Emergency room, CCU, wherever it was, there was a cardiac arrest, and I would drop whatever
I was doing and get there. And my job, in essence, was to be the person between the family and the doctors, an avenue of communication.
If it was in the emergency room, that normally meant that an ambulance was coming and that the person in the ambulance had coded.
And my job then was to stand near the door, and as they came in, I would activate the motion sensor so they wouldn't have to wait for the door to open.
And then my job was to watch for the family, there was a tiny little family room, you could barely get three or four people in it.
And my job was to get the family in there, and again, act as the go -between, between the emergency room doctors and the family.
Now in an ER, you have the head nurse, and head nurses are chiseled out of granite. They feel nothing, or at least we think they don't.
And one day, the code bell went off, and I went into the emergency room, and I knew immediately that this was going to be a different situation.
Because, remember the old emergency 911 television series where you had this radio room?
Well, there was a radio room there as well. And as I came into the
ER, I saw everyone was gathered around the radio room. And I also saw more police than I had ever seen, and more kept coming.
And I was informed that there was a nine -month -old baby girl being brought in, who was in cardiac arrest.
I wasn't given any more details than that. There was just a heaviness in the room, and when the ambulance pulled up,
I see coming around the corner this gurney, and this huge fireman is riding on the gurney.
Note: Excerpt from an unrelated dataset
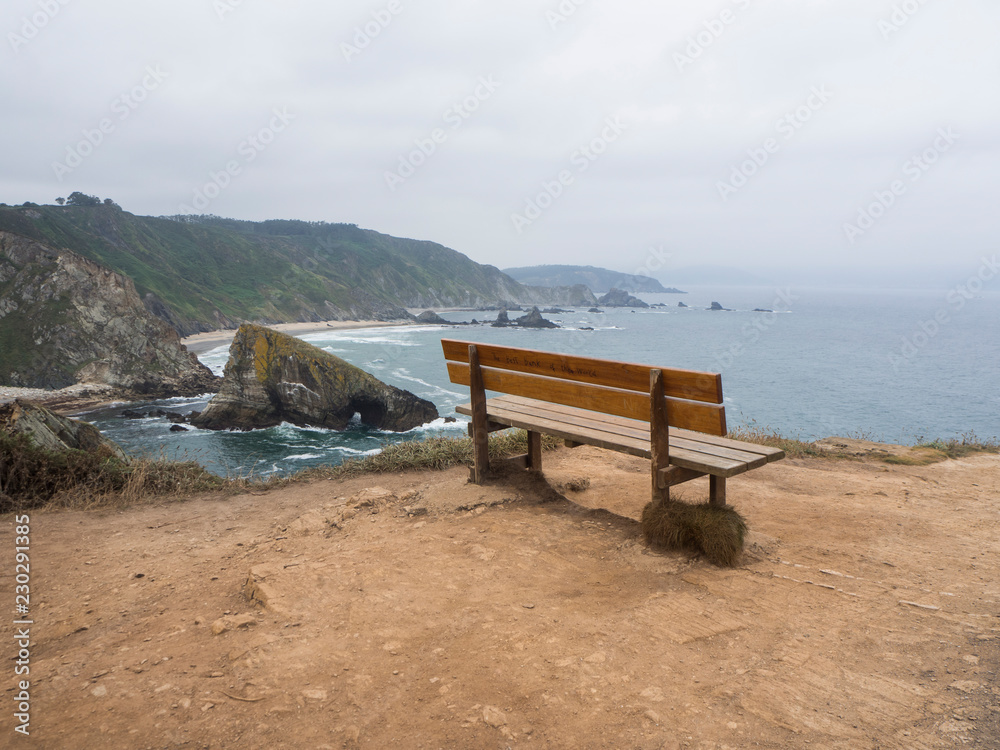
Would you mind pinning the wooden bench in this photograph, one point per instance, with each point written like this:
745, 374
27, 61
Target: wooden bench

He's standing up on the gurney, and he's doing little chest compressions like this on this beautiful baby girl who was not nine months old.
She was six months old. And so, of course, I activate the door. They come rushing by.
He has this horrible look on his face, and I start looking for the family, and here comes an older woman.
And that's when I discover this isn't mom and dad. This is grandma.
And this is the first time that mom and dad have left baby with grandma.
And the story starts to come out. Grandma put the baby on a mattress on the floor.
Didn't have a bassinet or anything like that. And trying to be as safe as possible, put the baby on a mattress on the floor, and somehow the baby rolls and rolls off the mattress in such a way that she becomes stuck between the wall and the mattress and suffocates.
Don't know where mom and dad are. Well, mom and dad are at the lake, and they're going to try to find mom and dad at the lake.
I never saw mom and dad because I heard it took like a full day to even find them.
I think I'm going to be there all night because the younger the patient is, the longer they're going to keep trying, and especially a six -month -old little girl.
But I was very surprised at how quickly they called the attempt. There was just no response.